Duval ist eines der Opfer der Diktatur, die nach der Rückkehr von Jean-Claude Duvalier am 16. Jänner nach dessen 25-jährigem Exil jetzt Strafanzeige wegen Menschenrechtsverletzungen gegen den Ex-Diktator erstattet hat. "Ich bat darum, dass sie Duvalier und das haitianische Heer verurteilen, denn sie haben mich eingesperrt, gefoltert und beinahe getötet. Viele andere wurden ermordet", erläutert er. Allein in der Zeit, die er selbst in dem als "Lenfers des hommes" (Die Hölle der Menschen) berüchtigten Gefängnis saß, habe man 180 Tote gezählt.

Einige seien totgeprügelt worden, aber die Mehrzahl starb einfach an "Unterernährung", erzählt er. "Sie gaben uns ein Stück Brot am Morgen, mittags dann eine Schale mit heißem Mais, den wir zum Auskühlen auf den Boden schütten mussten, und dieselbe Schüssel füllten sie uns mit Wasser, das wir schnell tranken, weil die Schüssel dann an die nächste Zelle ging. Und abends vier Löffel Reis oder Mais. Alles in allem 300 Kalorien am Tag", erzählt Duval.

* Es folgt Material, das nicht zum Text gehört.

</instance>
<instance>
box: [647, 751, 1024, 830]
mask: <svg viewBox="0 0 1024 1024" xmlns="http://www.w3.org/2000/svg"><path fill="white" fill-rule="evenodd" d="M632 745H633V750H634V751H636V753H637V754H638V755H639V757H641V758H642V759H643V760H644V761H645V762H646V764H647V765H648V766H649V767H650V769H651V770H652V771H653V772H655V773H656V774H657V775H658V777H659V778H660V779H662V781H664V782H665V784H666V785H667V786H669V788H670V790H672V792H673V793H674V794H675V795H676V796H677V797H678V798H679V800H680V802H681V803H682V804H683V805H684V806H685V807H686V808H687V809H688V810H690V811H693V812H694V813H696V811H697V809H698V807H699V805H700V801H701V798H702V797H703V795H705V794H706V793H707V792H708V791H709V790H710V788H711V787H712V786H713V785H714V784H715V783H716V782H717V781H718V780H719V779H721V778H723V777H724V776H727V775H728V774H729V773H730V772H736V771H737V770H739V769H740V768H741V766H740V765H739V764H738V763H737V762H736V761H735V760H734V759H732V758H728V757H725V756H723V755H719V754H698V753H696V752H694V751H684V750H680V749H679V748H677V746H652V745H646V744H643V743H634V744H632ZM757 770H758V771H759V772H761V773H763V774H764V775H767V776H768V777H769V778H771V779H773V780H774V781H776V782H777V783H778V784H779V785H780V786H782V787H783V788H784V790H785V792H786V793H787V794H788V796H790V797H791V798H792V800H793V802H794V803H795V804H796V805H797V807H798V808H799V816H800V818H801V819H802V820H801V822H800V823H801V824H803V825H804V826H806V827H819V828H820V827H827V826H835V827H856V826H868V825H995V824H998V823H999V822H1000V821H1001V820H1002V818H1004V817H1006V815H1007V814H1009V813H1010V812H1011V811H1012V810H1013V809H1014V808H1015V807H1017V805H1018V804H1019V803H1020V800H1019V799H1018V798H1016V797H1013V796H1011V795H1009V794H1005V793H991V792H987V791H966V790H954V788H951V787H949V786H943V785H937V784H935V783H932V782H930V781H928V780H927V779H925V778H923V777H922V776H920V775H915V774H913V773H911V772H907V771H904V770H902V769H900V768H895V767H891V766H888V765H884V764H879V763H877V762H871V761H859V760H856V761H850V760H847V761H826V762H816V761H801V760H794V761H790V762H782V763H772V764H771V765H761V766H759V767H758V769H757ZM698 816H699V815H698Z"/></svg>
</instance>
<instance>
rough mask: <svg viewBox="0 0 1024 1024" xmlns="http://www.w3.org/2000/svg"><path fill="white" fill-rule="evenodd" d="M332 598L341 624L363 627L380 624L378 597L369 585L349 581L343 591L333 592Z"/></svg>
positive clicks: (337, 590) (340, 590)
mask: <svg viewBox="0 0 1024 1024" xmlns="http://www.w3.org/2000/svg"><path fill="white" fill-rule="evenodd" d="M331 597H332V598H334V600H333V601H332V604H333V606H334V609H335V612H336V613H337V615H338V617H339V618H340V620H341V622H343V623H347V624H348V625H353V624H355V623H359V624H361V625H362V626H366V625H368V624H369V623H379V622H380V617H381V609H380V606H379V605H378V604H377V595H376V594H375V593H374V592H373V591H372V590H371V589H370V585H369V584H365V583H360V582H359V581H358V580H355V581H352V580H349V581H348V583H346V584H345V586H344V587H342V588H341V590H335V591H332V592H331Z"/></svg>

"Unter solchen Bedingungen hält man nicht lange durch. Da sie nicht schießen oder Kugeln verbrauchen wollten, ließen sie dich so sterben", sagt Duval, ein gut 1,80 großer Mann, der als Gefangener in Fort Dimanche im Alter von 22 Jahren nur 40 Kilo wog. Duval kam dank einer Amnestie frei, die US-Präsident Jimmy Carter ausgehandelt hatte. Er stand auf einer Liste mit 13 Namen. "Ich bin einer der drei Überlebenden. Alle anderen waren schon tot", sagt er. Insgesamt wurden unter der Duvalier-Diktatur (1957 bis 1986) bis zu 50.000 Oppositionelle ermordet.

Auf die Frage, was er fühlte, als er von "Baby Docs" Rückkehr nach Haiti erfuhr, antwortet Duval: "Ekel. Ich fühlte mich, als ob sie mich erstickten. Das war ein harter psychologischer Schlag, dass der so was machen kann, das ist einfach obszön", erzählt der freundliche Mann, den man in Port-au-Prince vor allem wegen seines Fußballprojekts für Kinder im Slum Cité Soleil kennt.

In einem Land, in dem fast die Hälfte der Bevölkerung erst nach der Flucht von "Baby Doc" 1986 geboren wurde, ist Fort Dimanche kein Bezugspunkt mehr für Terror und Unterdrückung der Duvalier-Ära. Von dem gefürchteten Gefängnis ist nicht mehr sehr viel erhalten. In den vergangenen Jahren entstand dort ein Slum. Barfüßige Kinder spielen auf dem Gelände mit Plastik- und Holzstücken, unter den Blicken ihrer Eltern, von denen die meisten die Ära Duvalier auch nicht mehr erlebten.

Kaum einer kennt die Bedeutung von Fort Dimanche, und sie schauen ungläubig, wenn man ihnen erzählt, dass es während der Diktatur ein Gefängnis war. Manche glauben, man beziehe sich auf eine Polizeiwache mit dem gleichen fürchterlichen Namen in einem anderen Teil von Port-au-Prince. "Ein Manöver, um das die Erinnerung zu löschen", sagt Duval.

Aber er erkennt auch, dass seine Generation, die das Duvalier-Regime durchlitten hat, wahrscheinlich ihrer Aufgabe nicht gerecht wurde, die Erinnerung an diese Epoche wach zu halten. "Wir Opfer haben nicht genügend Zeit darauf verwendet, die junge generation zu unterrichten, denn wir waren zu sehr mit unserem Kampf um demokratische Freiräume", sagt er selbstkritisch.